Personal data shall be processed in a manner that ensures appropriate security of the personal data provided, including protection against unauthorised or unlawful processing and against accidental loss, destruction or damage. Our security measures undergo continuous improvement in accordance with technological development. Personal data is held on PC’s, security protected and with external data security agencies.

Your Rights

You have the right to request:

  • information about how your personal data is processed
  • a copy of that personal data
  • that anything inaccurate in your personal data is corrected immediately

You can also:

  • raise an objection about how your personal data is processed
  • request that your personal data is erased if there is no longer a justification for it
  • ask that the processing of your personal data is restricted in certain circumstances

If you have any of these requests, get in contact with our Privacy Team.
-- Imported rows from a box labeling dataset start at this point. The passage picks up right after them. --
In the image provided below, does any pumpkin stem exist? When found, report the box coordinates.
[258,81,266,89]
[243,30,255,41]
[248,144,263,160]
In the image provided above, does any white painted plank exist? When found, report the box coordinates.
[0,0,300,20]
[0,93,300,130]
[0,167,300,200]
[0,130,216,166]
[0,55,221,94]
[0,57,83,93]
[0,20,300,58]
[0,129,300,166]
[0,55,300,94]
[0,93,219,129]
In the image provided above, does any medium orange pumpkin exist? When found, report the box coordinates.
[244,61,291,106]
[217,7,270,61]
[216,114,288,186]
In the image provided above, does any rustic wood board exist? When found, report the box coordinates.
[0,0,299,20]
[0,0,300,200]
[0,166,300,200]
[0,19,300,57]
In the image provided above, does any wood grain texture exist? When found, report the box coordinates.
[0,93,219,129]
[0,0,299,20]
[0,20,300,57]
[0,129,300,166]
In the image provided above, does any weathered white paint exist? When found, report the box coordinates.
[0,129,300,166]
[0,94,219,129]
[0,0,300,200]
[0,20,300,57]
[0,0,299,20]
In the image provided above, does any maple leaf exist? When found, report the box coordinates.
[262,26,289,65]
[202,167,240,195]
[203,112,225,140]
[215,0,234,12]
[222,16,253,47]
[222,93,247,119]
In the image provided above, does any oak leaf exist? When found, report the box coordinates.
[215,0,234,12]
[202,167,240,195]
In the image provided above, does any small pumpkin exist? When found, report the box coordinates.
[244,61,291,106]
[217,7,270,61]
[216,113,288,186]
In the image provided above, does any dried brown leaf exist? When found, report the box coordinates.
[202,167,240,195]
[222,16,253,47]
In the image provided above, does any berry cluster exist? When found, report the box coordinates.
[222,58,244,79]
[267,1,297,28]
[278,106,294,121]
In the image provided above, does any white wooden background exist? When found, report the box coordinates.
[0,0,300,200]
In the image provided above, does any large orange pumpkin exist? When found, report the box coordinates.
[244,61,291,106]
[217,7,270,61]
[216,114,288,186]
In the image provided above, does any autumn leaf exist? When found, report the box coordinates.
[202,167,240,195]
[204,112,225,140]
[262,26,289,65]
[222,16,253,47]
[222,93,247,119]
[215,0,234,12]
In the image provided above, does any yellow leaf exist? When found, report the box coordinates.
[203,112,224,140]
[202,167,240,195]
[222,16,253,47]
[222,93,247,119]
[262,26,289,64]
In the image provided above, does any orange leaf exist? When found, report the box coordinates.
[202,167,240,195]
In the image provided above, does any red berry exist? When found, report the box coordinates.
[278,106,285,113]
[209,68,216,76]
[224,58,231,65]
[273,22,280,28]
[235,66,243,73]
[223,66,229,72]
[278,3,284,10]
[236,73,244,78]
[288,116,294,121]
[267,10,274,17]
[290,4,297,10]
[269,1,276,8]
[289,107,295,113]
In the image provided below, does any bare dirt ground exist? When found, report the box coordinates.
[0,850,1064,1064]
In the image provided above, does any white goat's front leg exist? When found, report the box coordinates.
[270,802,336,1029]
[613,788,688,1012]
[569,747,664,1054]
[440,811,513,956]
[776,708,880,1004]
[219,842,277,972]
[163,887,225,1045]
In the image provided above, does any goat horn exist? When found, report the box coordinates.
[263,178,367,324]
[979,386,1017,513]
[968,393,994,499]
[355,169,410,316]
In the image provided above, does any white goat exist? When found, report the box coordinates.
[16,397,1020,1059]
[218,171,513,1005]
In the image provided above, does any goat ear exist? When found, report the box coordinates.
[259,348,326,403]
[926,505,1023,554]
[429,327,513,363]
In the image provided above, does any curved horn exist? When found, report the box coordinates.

How long do we hold Personal Data for?

We will keep your personal information for as long as your Residential Management Company (RMC) is a client of RCPM.

However, should the RMC not continue as a client of RCPM we may keep your personal information for a period of up to seven years for one of these reasons:

*To respond to any questions or complaints from the new managing agents;

*To maintain records according to legal requirements and documented business

needs.

We may keep your personal information for longer than seven years if we cannot delete it for legal, regulatory or technical reasons. In these circumstances we will make sure that your privacy is protected and only use it for legal or regulatory purposes.

Please note under HMRC regulations all financial records must be kept for a minimum of six years. For RCPM to comply with this regulation all personal data held by RCPM will be held for a minimum of seven years after which a review will take place to determine as to whether RCPM will delete or archive any or all data held.

Data Protection Complaints

If you wish to raise a complaint in regards to the way we have handled your data or you have a concern with your data please raise this with our Data Controller using the contact details within this Privacy Statement.

If we are unable to come back to you with a satisfactory response you can raise your concerns with the Supervisory Authority (ICO). This can be done via the following methods:

Email: – casework@ico.org.uk

Phone: – 0303 123 1113

Post:

Information Commissioner’s Office

Wycliffe House

Water Lane

Wilmslow

Cheshire

SK9 5AF

We hope that you find this Privacy Statement useful. We believe it to be an honest and transparent view to what information we hold on you and how we use it.

How to Contact US

Should you have any comments please direct these to the Data Controller whose contact details are listed in this Privacy Statement.

Changes to this Policy

We keep this privacy policy under review and we will place any updates on this web page.

This privacy policy was updated on 20th August 2020.